Bien qu’il s’en soit toujours défendu avec vigueur, Karim Keita, fils du président malien Ibrahim Boubacar Keita (IBK), doit forcément à son patronyme son élection au poste de député puis sa désignation comme président de la commission défense de l’Assemblée nationale.
Le Guinéen Alpha Condé, autre « camarade » socialiste, n’a pas non plus hésité à désigner, peu après son installation en 2010 au palais présidentiel de Sékhoutouréya, son fils Mohamed Alpha Condé à ses côtés avec le titre de conseiller, chargé de missions.
En revanche, le Camerounais Paul Biya a choisi le chemin inverse en éloignant son fils aîné Franck Emmanuel Biya, né de son premier mariage, du palais d’Etoudi à Yaoundé pour lui laisser le temps de prospérer dans le business de l’exploitation forestière, des télécommunications et de la mobilisation des investisseurs.
A défaut du fils, le frère

Dans d’autres palais présidentiels, lorsque le président n’a pas de fils majeur qu’il peut appeler à son côté, le frère comble le vide. C’est le cas en Côte d’Ivoire, où Téné Birahima Ouattara, jeune frère du président Alassane Ouattara, est l’une des pièces maîtresses du pouvoir en sa qualité de ministre chargé des affaires présidentielles. Il en va de même au Sénégal avec Aliou Sall, frère du président Macky Sall et accessoirement maire de Guédiawaye et président de l’Association des maires du Sénégal (AMS).

A quelques exceptions près, les fils appelés au côté de leur père président sont nommés à des postes avec des intitulés suffisamment vagues pour permettre de s’occuper de tout à la fois. Mais, très souvent, ils sont préposés à la gestion de la fortune du clan, aux missions délicates, lorsqu’ils ne veillent pas sur l’agenda de papa. Ils deviennent ainsi le meilleur canal pour obtenir une oreille attentive auprès du « patron » pour les collaborateurs du président, y compris ses ministres.
Il arrive également que la sécurité personnelle de « papa » soit de leur ressort. On en a la preuve avec l’Ougandais Museveni qui a confié le commandement des forces spéciales, ce qui inclut la garde prétorienne, à son fils Muhoozi Kainerugaba Museveni. Son homologue tchadien Idriss Déby Itno a fait autant en plaçant son fils Mahamat Déby Itno au poste stratégique de commandant à la Direction générale de la sécurité des services de l’Etat (DGSSE), chargée de la sécurité rapprochée du président.

A l’évidence, pour les chefs d’Etat africains, l’enjeu est double : consolider leur pouvoir en plaçant leurs enfants à des positions sensibles et les initier aux arcanes du pouvoir afin qu’ils soient aptes, éventuellement, à récupérer le relais.
Précédents congolais, gabonais et togolais

Même si elle est restée très marginale, la succession dynastique n’est pas un fait politique totalement inédit sur le continent.

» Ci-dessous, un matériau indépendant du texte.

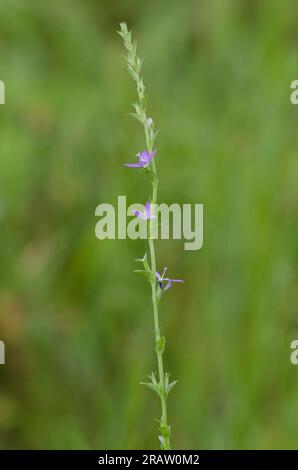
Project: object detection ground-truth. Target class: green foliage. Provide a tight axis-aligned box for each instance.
[0,0,298,449]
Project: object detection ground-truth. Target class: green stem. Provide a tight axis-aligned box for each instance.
[144,124,171,450]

En effet, de la République démocratique du Congo au Togo, en passant par le Gabon, on a enregistré ces vingt dernières années trois cas où le fils a pris la place du père dans le fauteuil présidentiel.
A Kinshasa, après l’assassinat de Laurent Désiré Kabila, en janvier 2001, Joseph Kabila, qui n’avait pourtant ni le charisme ni l’aura militante de son père, fut appelé aux commandes de l’Etat. Il y est toujours.

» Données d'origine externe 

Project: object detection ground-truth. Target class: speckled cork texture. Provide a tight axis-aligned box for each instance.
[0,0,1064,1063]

Le scénario fut identique au Togo où, après le décès des suites d’une maladie en février 2005 d’Eyadema Gnassingbé, son fils Faure Gnassingbé, que l’on présentait comme un personnage timide et effacé, fut quand même installé dans le fauteuil présidentiel, occupé durant trente-huit années par son père. Faure Gnassingbé a été réélu en mars 2015 à la tête du Togo pour un nouveau mandat de cinq ans.
La dernière succession dynastique a eu lieu au Gabon avec la mort naturelle d’Omar Bongo Ondimba en juin 2009, suivie de la désignation au poste de président de la République, en octobre de la même année, de son fils Ali Bongo Ondimba. Après un premier septennat, le président gabonais est candidat à sa succession lors de l’élection présidentielle prévue le 27 août prochain.
Lire aussi : Ali Bongo saura-t-il se faire réélire à la tête du Gabon ?
Rien ne permet toutefois aujourd’hui de soutenir que, demain, Zakaria Idriss Déby Itno succédera à son père au Tchad, que Mohamed Alpha Condé pourra faire autant en Guinée-Conackry, que Denis Sassou-Nguesso passera le témoin à Denis Christel, ni même que Teodorin Obiang, pourtant le plus proche de la dernière marche, sera le prochain président de la Guinée-Equatoriale.
Du rêve de la succession dynastique à sa réalisation, il y a donc l’obstacle des changements politiques et la montée en puissance de la société civile à franchir.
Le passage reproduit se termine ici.